A l’époque, l’hôtel Foundiougne faisait le plein presque chaque jour. Le vieux Diamé a vite saisi l’occasion, en ajoutant quelques cases dans ce terrain qu’il avait acquis, quelques années auparavant. Puis quelques autres jusqu’à ce que le terrain soit presque entièrement occupé et le campement fait. Aujourd’hui, le campement compte une vingtaine de chambres et continue d’accueillir des touristes venus de partout à travers le monde.
Aussi, contrairement à ce que l’on pourrait penser, il offre également une vue imprenable sur le bras de mer. C’est le premier campement construit à Foundiougne. Très spacieux et fleuri, c’est également le point de rencontre de tous les Foundiougnois.

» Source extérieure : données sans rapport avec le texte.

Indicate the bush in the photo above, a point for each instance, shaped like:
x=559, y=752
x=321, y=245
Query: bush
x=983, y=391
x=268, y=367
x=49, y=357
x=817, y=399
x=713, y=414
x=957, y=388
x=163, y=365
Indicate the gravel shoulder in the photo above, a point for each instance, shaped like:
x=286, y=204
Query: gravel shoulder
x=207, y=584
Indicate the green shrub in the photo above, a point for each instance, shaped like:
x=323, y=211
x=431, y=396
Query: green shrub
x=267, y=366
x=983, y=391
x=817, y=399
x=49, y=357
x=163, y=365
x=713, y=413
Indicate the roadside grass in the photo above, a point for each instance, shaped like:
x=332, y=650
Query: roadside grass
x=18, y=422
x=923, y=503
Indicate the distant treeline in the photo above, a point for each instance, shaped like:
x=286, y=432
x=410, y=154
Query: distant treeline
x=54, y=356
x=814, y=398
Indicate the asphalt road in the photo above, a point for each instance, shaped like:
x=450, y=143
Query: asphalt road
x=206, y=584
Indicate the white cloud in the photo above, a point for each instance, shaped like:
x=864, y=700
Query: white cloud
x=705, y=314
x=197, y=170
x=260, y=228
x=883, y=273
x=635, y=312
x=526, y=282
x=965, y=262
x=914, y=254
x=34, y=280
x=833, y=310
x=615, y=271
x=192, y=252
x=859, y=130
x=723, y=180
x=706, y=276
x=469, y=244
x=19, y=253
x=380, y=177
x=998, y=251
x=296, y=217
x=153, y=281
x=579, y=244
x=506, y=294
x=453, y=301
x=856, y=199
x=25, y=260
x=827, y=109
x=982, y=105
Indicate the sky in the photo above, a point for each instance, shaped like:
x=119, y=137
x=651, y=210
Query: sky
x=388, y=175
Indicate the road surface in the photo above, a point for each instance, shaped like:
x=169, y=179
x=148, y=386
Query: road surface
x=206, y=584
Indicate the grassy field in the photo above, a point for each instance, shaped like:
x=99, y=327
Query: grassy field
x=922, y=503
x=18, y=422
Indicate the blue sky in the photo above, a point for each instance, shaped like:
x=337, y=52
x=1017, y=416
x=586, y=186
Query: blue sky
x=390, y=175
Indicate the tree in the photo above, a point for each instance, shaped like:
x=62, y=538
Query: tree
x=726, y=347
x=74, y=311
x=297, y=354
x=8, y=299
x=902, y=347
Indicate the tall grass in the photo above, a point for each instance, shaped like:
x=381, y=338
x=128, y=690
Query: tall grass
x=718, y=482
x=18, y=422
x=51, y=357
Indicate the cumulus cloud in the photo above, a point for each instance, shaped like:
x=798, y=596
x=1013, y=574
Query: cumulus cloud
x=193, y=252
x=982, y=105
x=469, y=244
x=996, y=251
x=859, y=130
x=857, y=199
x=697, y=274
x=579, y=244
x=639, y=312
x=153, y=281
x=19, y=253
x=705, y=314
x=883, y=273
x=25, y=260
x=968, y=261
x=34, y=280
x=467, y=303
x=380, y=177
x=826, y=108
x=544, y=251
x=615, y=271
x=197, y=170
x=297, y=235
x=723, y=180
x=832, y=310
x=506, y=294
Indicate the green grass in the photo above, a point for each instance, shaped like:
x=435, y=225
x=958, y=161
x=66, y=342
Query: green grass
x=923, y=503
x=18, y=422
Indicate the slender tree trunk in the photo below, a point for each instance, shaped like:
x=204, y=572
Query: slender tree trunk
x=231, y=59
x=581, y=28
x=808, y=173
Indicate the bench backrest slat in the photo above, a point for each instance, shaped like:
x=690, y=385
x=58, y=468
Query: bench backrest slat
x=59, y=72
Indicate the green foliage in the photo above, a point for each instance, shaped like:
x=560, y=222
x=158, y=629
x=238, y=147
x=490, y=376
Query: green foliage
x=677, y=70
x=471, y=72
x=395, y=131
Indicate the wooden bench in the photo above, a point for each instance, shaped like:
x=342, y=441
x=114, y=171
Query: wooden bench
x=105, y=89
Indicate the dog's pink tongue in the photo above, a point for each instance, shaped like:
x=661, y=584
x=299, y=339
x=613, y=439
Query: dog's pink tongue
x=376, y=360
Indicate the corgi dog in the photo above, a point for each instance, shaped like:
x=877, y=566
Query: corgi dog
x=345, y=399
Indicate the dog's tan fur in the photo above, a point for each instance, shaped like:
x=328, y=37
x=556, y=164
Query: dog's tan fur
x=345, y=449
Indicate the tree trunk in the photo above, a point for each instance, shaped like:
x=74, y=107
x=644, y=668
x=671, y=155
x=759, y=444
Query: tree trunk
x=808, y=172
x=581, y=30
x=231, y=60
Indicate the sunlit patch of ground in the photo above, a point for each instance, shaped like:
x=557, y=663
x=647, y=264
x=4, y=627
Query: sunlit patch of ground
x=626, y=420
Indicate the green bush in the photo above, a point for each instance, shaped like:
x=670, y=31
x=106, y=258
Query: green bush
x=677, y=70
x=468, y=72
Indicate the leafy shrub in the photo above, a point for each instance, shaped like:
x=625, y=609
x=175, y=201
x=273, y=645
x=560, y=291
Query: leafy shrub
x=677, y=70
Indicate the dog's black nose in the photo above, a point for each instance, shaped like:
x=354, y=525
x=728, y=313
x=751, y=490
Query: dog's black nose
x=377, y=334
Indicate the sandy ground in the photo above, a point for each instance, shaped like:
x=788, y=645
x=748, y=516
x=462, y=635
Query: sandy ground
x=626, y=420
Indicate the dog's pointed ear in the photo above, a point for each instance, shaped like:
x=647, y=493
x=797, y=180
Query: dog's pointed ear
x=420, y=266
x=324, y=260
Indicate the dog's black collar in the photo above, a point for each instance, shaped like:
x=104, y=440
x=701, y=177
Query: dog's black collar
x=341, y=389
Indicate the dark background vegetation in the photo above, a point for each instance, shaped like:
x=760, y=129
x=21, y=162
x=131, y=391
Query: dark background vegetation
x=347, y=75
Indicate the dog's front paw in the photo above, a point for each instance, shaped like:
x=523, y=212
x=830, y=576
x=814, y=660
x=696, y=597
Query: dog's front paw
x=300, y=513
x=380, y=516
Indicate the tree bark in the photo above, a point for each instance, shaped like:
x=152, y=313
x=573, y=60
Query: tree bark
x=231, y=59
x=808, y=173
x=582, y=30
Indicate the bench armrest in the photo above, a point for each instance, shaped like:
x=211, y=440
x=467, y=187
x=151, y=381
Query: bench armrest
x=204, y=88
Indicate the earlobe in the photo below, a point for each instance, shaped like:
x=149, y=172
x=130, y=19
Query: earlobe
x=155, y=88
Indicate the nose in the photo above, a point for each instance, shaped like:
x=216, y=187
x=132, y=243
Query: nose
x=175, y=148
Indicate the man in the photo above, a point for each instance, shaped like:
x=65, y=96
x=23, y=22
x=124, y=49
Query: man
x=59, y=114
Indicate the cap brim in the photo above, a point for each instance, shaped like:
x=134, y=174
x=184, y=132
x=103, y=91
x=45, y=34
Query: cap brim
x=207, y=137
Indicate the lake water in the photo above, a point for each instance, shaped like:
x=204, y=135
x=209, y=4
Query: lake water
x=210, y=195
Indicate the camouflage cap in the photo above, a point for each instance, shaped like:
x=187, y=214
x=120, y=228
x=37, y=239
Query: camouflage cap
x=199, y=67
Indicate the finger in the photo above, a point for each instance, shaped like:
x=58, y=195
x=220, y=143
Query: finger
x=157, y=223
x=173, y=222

Ce qui a fini de créer un tourisme local qui, en l’absence des expatriés, fait vivre le réceptif. «Il est très agréable de s’installer sur la terrasse pour y siroter un thé sénégalais et refaire le monde pendant des heures avec les locaux», a témoigné un habitué des lieux.
Il faut dire que «Baobab sur terre» n’est pas le seul réceptif qui résiste devant la difficile relance de l’activité touristique à Foundiougne. Les campement «Baobab sur mer» ou encore «l’Indiana club» se battent pour émerger. Et comme un symbole de la relance du tourisme à Foundiougne : Josseline et Michel, trouvés juste à côté du campement «Baobab sur mer». Ce couple français qui a quitté son pays en camping-car tenait à passer par Foundiougne dans le cadre d’un long périple depuis sa Bretagne, qui l’a conduit au Maroc, en Mauritanie, au Sénégal et qui doit le conduire en Guinée puis en Côte d’Ivoire. Quand nous les avons rencontrés, le couple venait d’arriver à Foundiougne depuis deux jours et compte bien profiter de l’hospitalité de la ville. «Les gens sont charmants et sympas et le coin est si magnifique. On a pu trouver des endroits où on peut stationner notre camping-car. Vraiment on n’a aucun problème, on est très bien, les Sénégalais sont gentils et très accueillants», se félicite le couple breton.
Une ‘’oasis’’ d’espoir pour cette belle zone.